Wednesday, December 2, 2015

#772: Blind Chance

(Krzysztof Kieślowski, 1981)

Blind Chance is a very enjoyable movie and it's well made if a tad dated. But what ultimately makes it essential viewing is that it is in many ways a dry run for the rest of Kieślowski's career, most notably his masterpiece, The Three Colors Trilogy. But the film's use of alternate realities recalls his great film The Double Life of Veronique, while the issues of moral obligation and politics call to mind the Decalogue - encompassing nearly all of his late-career output. The three projects can be seen as their own alternate paths taken from this seminal moment, and many of the grand ideas of those films - from issues of identity and personal responsibility to social protest and the unavoidable fact that we are all in this together - are explored here first.
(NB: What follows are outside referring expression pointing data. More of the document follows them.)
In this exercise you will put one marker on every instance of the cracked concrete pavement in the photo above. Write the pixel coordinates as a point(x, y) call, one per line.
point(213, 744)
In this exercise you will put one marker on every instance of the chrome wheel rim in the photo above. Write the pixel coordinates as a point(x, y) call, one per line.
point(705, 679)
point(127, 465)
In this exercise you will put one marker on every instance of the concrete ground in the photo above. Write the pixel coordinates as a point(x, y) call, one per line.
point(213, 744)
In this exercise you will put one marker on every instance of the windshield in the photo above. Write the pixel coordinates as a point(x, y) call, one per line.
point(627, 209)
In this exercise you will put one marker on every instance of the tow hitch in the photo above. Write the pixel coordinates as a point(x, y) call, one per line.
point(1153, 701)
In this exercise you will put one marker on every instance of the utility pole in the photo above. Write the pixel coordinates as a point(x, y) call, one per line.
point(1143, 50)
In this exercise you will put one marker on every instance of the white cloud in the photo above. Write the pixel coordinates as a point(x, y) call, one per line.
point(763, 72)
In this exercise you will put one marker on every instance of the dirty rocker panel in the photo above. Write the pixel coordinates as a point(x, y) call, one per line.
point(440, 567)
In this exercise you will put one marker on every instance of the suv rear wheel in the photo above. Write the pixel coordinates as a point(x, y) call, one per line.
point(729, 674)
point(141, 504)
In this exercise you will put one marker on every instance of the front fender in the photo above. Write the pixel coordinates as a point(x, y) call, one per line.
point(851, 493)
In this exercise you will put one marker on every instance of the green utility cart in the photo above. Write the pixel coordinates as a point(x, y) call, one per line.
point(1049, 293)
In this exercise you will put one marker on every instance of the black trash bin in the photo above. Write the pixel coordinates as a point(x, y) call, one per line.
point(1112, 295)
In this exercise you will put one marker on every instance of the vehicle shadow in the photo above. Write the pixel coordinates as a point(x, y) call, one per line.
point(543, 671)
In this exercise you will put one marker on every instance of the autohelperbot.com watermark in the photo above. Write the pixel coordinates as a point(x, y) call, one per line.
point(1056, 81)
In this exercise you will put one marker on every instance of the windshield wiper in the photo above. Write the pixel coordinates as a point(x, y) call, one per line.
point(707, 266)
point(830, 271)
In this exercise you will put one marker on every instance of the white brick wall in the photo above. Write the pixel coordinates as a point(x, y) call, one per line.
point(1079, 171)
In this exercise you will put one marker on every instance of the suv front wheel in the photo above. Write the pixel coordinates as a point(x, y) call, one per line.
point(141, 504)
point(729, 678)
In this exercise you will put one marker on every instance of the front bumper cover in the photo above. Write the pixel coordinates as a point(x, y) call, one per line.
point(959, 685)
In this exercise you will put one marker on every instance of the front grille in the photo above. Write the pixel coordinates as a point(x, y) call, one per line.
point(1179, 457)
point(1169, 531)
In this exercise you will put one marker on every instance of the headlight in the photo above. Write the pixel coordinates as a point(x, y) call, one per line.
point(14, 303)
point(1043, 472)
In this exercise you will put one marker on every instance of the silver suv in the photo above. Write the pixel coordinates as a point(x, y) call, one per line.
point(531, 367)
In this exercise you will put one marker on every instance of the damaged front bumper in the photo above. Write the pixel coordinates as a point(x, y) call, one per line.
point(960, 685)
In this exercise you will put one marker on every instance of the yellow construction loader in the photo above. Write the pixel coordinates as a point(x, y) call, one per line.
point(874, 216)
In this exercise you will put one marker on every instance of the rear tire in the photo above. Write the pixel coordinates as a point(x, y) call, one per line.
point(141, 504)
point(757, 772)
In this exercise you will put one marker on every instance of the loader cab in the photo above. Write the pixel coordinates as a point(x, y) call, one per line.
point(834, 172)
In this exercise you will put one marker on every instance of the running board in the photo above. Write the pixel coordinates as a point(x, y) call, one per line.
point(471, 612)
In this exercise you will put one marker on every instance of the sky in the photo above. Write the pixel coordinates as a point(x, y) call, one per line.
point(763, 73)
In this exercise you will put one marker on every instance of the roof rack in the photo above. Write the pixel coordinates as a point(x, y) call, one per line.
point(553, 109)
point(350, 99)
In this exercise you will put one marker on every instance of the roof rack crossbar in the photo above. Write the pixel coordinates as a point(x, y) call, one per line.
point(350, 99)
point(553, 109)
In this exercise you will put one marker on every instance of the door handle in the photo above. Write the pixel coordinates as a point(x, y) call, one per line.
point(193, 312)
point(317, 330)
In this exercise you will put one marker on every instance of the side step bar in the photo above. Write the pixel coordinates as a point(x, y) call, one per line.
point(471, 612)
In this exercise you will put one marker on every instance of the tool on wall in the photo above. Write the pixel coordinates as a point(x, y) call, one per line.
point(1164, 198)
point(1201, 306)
The movie opens in an immediately gripping but untethered manner, as we are treated to a clue of the final reveal, followed by brief flashes of the protagonist as he grows up. I went into the movie cold, so I didn't know the significance of the train station scene until the film doubled back to it. In fact, for the first hour I wasn't quite sure I knew what was going on, though as is usually the case I eventually realized I'd been following it all along. This can sometimes make for a stressful viewing, but here it felt like part of the fun as so much of what is appealing about the movie is how out of control Witek is.

Despite really enjoying the film, I don't think it approaches its follow-ups in terms of standing on its own as a major cinematic work. Each subsequent iteration of Witek's journey seems less developed, and I found the relationship in each to be a bit overplotted and awkward. The final moment was also a tad predictable, even if (or more likely because) it made total sense within the context of the film. But there are also real philosophical questions explored here, and I found some of the narrative choices to be interesting if a bit heavy handed. This is especially true when looking at the overarching message of the film, which is that Witek would have survived had he picked a side, and remaining neutral - which might bring him happiness - would mean his certain downfall. Perhaps because Kieślowski abandoned specific political issues (to a certain degree) in his later films he was able to free himself of such obvious metaphors, and I think his later films are much better for it.